Search engines can be compelled to remove illegal sites from results
Ottawa, Canada and London, UK, 28th June 2017 – In a landmark ruling, the Supreme Court of Canada has today issued a judgment confirming that Canadian courts have the power to compel search engines to take effective action to remove illegal sites from their search results both in Canada and worldwide.
In the case, which was brought by Canadian firm, Equustek, a Canadian court had ordered Google to eliminate from its search results websites that illegally sell goods violating Equustek’s trade secrets. After Equustek won the case in the lower courts, Google appealed the case to the Supreme Court.
Music industry organisations from around world intervened to support Equustek’s case that Google must take on the responsibility to ensure it is not directing users to illegal sites. These included: IFPI, representing the recorded music industry worldwide; Music Canada, representing the Canadian recording industry; WIN, representing the global independent music industry, ICMP, representing music publishers and CISAC, representing authors and composers globally.
In its decision today, the Supreme Court found in favour of Equustek and upheld the lower courts’ decisions ordering Google to remove links to the illegal sites both in Canada and worldwide.
Frances Moore, IFPI CEO, commented on the case: “Canada’s highest court has handed down a decision that is very good news for rights holders both in Canada and around the world. Whilst this was not a music piracy case, search engines play a prominent role in directing users to illegal content online including illegal music sites.
“If the digital economy is to grow to its full potential, online intermediaries, including search engines, must play their part by ensuring that their services are not used to facilitate the infringement of intellectual property rights.”
Alison Wenham, WIN CEO added: “This decision represents an important step towards a fair internet for consumers and rights owners. Common sense has finally prevailed.”
Coco Carmona, ICMP Director General, commented: “Creators and rights holders are completely dependent on the effective enforcement of intellectual property rights. Search engines, as gatekeepers of the Internet, should play a key role in ensuring that IPR infringements do not occur and this decision from the Canadian Supreme Court recognises this role. ICMP therefore welcomes this ruling and hopes it will help curb online infringement and ultimately help to protect the livelihoods of composers, songwriters, artists and their business partners, in Canada and across the world.”
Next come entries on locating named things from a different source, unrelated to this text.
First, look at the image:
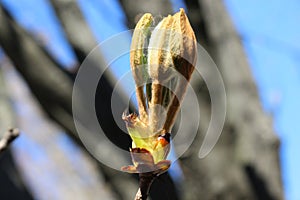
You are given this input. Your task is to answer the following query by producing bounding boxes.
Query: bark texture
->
[0,0,283,200]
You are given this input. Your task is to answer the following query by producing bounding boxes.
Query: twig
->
[0,128,20,153]
[134,172,157,200]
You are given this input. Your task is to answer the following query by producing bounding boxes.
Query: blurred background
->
[0,0,300,200]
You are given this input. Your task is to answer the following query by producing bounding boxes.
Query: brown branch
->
[0,128,20,153]
[134,172,157,200]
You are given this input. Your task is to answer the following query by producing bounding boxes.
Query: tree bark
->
[181,0,283,199]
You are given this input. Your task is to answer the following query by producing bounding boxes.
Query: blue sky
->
[0,0,300,200]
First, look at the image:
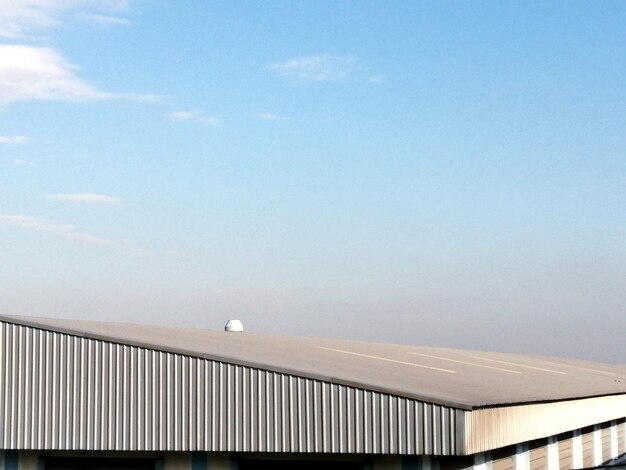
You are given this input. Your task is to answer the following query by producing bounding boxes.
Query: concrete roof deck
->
[0,316,626,409]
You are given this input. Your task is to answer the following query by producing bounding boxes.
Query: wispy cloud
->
[0,0,130,39]
[0,215,115,245]
[43,193,122,205]
[267,54,356,82]
[0,135,30,144]
[76,13,130,26]
[167,111,221,127]
[255,113,291,121]
[0,44,155,107]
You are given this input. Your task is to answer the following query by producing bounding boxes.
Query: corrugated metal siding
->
[581,431,594,467]
[465,395,626,454]
[0,322,463,455]
[530,446,548,470]
[602,427,611,462]
[559,438,574,468]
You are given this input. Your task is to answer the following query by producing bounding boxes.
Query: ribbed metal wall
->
[465,394,626,454]
[0,322,463,455]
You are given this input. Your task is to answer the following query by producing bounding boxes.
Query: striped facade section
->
[465,394,626,454]
[0,322,464,455]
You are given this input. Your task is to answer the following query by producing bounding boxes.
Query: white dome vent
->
[224,320,243,333]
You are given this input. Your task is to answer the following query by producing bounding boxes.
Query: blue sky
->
[0,0,626,363]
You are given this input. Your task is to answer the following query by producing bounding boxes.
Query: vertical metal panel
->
[460,394,626,454]
[0,322,463,455]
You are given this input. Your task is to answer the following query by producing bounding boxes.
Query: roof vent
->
[224,320,243,333]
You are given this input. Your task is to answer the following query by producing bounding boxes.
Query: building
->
[0,316,626,470]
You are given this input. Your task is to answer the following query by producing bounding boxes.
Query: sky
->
[0,0,626,364]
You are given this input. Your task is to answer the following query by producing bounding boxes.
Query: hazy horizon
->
[0,0,626,364]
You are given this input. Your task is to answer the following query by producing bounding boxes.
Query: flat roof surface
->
[0,316,626,409]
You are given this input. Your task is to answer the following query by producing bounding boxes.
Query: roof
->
[0,316,626,409]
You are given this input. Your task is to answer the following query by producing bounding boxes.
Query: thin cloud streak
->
[0,0,130,40]
[167,111,221,127]
[0,45,158,107]
[76,13,130,26]
[267,54,356,82]
[255,113,291,121]
[44,193,122,205]
[0,135,30,144]
[0,215,115,246]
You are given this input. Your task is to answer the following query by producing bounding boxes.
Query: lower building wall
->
[473,419,626,470]
[0,450,458,470]
[0,419,626,470]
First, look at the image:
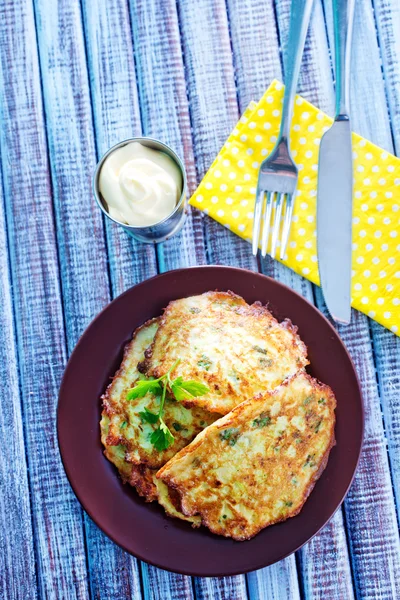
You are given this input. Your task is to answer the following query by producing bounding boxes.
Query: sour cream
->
[99,142,182,227]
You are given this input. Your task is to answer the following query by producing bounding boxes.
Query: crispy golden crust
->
[102,319,218,468]
[139,292,308,414]
[100,319,209,527]
[157,372,336,540]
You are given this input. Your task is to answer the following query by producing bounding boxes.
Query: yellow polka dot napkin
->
[190,81,400,335]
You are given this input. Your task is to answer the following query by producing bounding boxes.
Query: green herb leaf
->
[219,427,240,446]
[253,413,271,428]
[126,379,161,400]
[139,407,158,423]
[150,419,175,452]
[171,377,210,402]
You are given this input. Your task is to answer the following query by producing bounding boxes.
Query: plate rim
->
[56,265,365,577]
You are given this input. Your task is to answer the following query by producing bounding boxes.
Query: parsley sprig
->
[127,358,210,452]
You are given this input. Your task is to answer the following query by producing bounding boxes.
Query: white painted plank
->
[325,0,400,598]
[141,563,194,600]
[82,0,157,296]
[247,556,301,600]
[0,158,38,600]
[0,0,88,600]
[194,577,247,600]
[371,0,400,515]
[35,0,143,598]
[178,0,257,270]
[175,1,297,598]
[130,0,206,271]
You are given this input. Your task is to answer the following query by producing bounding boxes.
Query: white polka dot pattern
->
[190,81,400,334]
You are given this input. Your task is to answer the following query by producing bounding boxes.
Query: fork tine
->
[261,192,275,257]
[271,194,285,258]
[280,194,294,260]
[253,190,264,256]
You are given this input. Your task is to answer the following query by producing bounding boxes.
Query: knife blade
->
[317,0,355,325]
[317,118,353,324]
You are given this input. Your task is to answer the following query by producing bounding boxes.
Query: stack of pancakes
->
[101,292,336,540]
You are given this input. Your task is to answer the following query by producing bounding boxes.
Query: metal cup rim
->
[92,136,187,232]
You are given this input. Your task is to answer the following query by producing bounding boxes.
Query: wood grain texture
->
[194,577,247,600]
[82,0,157,296]
[0,0,88,599]
[179,2,298,598]
[277,2,354,599]
[0,162,38,600]
[247,557,301,600]
[36,0,148,599]
[0,0,400,600]
[368,0,400,518]
[142,563,194,600]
Gadi Oron, Director-General of CISAC, said: “This is an important decision for the creative industries, copyright holders and the digital economy. It serves as a strong reminder that the success of creators in the digital world depends on the responsibility of online intermediaries to deter unlicensed use of creative works. Search engines are the gateway to the online market and as such, should help prevent access to infringing content.”